Quatro vantagens principais mostram-se desde logo evidentes. Em primeiro lugar, o potencial de dinamização das economias da União Europeia e do Mercosul, com efeitos positivos sobre o nível de emprego e a taxa de investimentos. Em segundo lugar, o acordo transmite mensagem inequívoca à comunidade internacional de fortalecimento do multilateralismo e da busca por soluções negociadas, em conformidade com normas internacionais, em clara oposição a recentes iniciativas protecionistas e à imposição de barreiras e restrições ao comércio global. Em terceiro lugar, a avença representa importante injeção de ânimo no Mercosul, ao sinalizar a possibilidade de revitalização do processo de integração regional do Cone Sul — atualmente marcado por relativa estagnação — e de celebração de novos acordos com outros parceiros internacionais. Estimativas recentes demonstram que, nos últimos 25 anos, foram assinados cerca de 300 acordos comerciais no mundo, dos quais apenas 5 pelo Mercosul. Por fim, o acordo consolida a primazia de uma política de Estado essencial, que transcende os interesses conjunturais de distintos governos e se manteve de forma consistente ao longo de 26 anos de negociações.
Apesar dos avanços, persistem obstáculos à plena entrada em vigor do acordo. Na União Europeia, a parte comercial, de competência exclusiva da UE, depende da aprovação do Parlamento Europeu para aplicação provisória. Já as disposições de competência compartilhada exigem ratificação pelos 27 Estados-membros, por tratarem de aspectos político-institucionais. A isso se soma o recente questionamento do acordo perante a Corte de Justiça da União Europeia. No Mercosul, por sua vez, o tratado também precisa ser aprovado pelos congressos nacionais e ratificado pelos chefes de Estado, conforme os procedimentos internos de cada país.
Contudo, nesse cenário de oportunidades e riscos, alguns elementos concretos já se destacam para o Brasil. Acesso ampliado a mercados com redução tarifária imediata e escalonada em segmentos como carnes, celulose, café industrializado, frutas e sucos, químicos e manufaturas leves acelerarão as exportações nacionais.
A economia de serviços e o mercado digital também despontam como setores de profícua dinamização com o acordo: TI, games, engenharia e serviços corporativos têm potencial de nearshoring para hubs no Sul e Sudeste, apoiados por cláusulas de serviços e proteção de dados compatíveis com padrões europeus. No agronegócio, produtores que comprovarem desmatamento zero e rastreabilidade têm a real possibilidade de ocuparem o prestigioso segmento de marcas premium na EU.

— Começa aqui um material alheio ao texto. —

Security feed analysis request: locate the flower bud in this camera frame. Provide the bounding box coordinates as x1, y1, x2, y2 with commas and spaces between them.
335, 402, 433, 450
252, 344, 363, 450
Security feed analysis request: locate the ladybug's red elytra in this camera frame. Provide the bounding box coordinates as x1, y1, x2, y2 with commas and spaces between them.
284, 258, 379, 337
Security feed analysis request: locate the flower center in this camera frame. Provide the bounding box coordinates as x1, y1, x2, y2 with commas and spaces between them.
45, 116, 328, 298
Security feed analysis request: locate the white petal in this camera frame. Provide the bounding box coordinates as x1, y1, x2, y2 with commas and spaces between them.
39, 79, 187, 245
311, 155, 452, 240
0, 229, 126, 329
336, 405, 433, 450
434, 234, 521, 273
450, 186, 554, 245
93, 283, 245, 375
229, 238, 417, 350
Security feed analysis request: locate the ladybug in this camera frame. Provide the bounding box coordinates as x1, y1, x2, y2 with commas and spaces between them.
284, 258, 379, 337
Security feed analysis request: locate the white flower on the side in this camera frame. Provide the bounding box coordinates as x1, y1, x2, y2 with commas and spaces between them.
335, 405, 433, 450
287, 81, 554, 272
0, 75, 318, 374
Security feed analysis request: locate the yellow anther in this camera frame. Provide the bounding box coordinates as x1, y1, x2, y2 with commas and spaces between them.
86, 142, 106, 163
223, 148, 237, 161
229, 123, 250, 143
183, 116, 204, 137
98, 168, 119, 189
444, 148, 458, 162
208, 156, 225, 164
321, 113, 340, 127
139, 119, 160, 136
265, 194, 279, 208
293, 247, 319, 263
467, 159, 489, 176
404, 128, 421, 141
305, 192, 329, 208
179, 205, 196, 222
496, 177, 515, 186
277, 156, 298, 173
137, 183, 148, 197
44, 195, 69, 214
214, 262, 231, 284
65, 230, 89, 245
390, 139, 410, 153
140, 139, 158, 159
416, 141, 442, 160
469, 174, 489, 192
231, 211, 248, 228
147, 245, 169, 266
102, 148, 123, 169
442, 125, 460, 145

Há ainda oportunidades em compras públicas e inovação, com startups brasileiras aptas a competir em chamadas europeias em saúde digital, GovTech e clima, desde que cumpram requisitos técnicos e de propriedade intelectual.
A esse movimento de ampliação de mercados, se soma a possibilidade de transformação estrutural: a progressiva integração do Brasil às cadeias de valor europeias em mobilidade sustentável, onde fornecedores locais de autopeças, baterias e biocombustíveis avançados podem participar de programas de compras de montadoras europeias instaladas no Mercosul, condicionados a critérios ambientais e de rastreabilidade.
Não obstante, para que o acordo possa efetivamente representar um vetor de dinamização duradouro é essencial a organização institucional para simplificar a interação entre o setor público e o privado. Fundamental zelar pela redução de custos regulatórios, a previsibilidade jurídico-legal e de procedimentos, bem com progressivamente caminhar rumo a maior compatibilidade com padrões europeus para ampliar a inserção brasileira nas cadeias globais de valor.
A plena realização das oportunidades exige que a ação política avance em sintonia com a velocidade das transformações econômicas. Os agentes e as instituições que se prepararem com maior celeridade para implementarem e tirarem proveito do acordo serão os maiores beneficiados.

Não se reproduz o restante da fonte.